Black Box Thinking Page 16
You can even see the basic contours of this perspective in the modern history of artificial intelligence. When the chess grand-master Garry Kasparov was defeated by Deep Blue in the famous “victory of the machine” match in 1997, it created a storm. The popular interpretation was “computers are better than humans!”
In fact, the real surprise was that Kasparov came so close. Humans can only search three or so moves per second. Deep Blue could search two hundred million moves per second. It was designed to look deep into the various possibilities. But, crucially, it could not search every possibility due to the vast number of permutations (chess is characterized by a certain kind of complexity). Moreover, although it had been preprogrammed with a great deal of chess knowledge, it couldn’t learn from its own mistakes as it played the games.
This gave Kasparov a fighting chance, because he had something the computer largely lacked: practical knowledge developed through trial and error. He could look at the configuration of pieces on a board, recognize its meaning based upon long experience, and then instantly select moves. It was this practical knowledge which almost propelled him to victory despite a formidable computational deficit. Deep Blue won the series three and a half to two and a half.

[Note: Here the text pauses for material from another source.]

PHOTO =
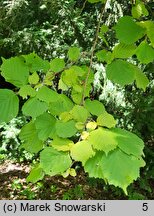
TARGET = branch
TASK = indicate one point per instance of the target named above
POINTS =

But artificial intelligence has moved on since then.7 One of the vogue ideas is called temporal difference learning. When designers created TD-Gammon, a program to play backgammon, they did not provide it with any preprogrammed chess knowledge or capacity to conduct deep searches. Instead, it made moves, predicted what would happen next, and then looked at how far its expectations were wide of the mark. That enabled it to update its expectations, which it took into the next game.
In effect, TD-Gammon was a trial-and-error program. It was left to play day and night against itself, developing practical knowledge. When it was let loose on human opponents, it defeated the best in the world. The software that enabled it to learn from error was sophisticated, but its main strength was that it didn’t need to sleep, so could practice all the time.
In other words it had the opportunity to fail more often.
III
Before we go on to look at what all this means in practice, and how we might harness the evolutionary process in organizations and in our lives, let us deal with a question that immediately arises: isn’t it just obvious that we should test our assumptions if there is a cost-effective way of doing so? Why would any business leader, politician, or, indeed, sports team do otherwise?
It turns out, however, that there is a profound obstacle to testing, a barrier that prevents many of us from harnessing the upsides of the evolutionary process. It can be summarized simply, although the ramifications are surprisingly deep: we are hardwired to think that the world is simpler than it really is. And if the world is simple, why bother to conduct tests? If we already have the answers, why would we feel inclined to challenge them?
This tendency to underestimate the complexity around us is now a well-studied aspect of human psychology and it is underpinned, in part, by the so-called narrative fallacy. This term was coined by the philosopher Nassim Nicholas Taleb and has been studied by the Nobel Prize–winner Daniel Kahneman: it refers to our propensity to create stories about what we see after the event.
You see the narrative fallacy in operation when an economist pops up on the early-evening news and explains why the markets moved in a particular direction during the day. His arguments are often immaculately presented. They are intuitive and easy to follow. But they raise a question: Why, if the market movements are so easy to understand, was he unable to predict the market movement in advance? Why is he generally playing catch-up?
Another example of the narrative fallacy comes from sports punditry. In December 2007, Fabio Capello, an Italian, became head coach of the England soccer team. He was a disciplinarian. He ordered players to arrive at meetings five minutes early, clamped down on cell phones, and even banned tomato ketchup in the cafeteria. These actions were highly visible and well reported. This is what psychologists call “salience.” And the results on the pitch were, at the outset, very good.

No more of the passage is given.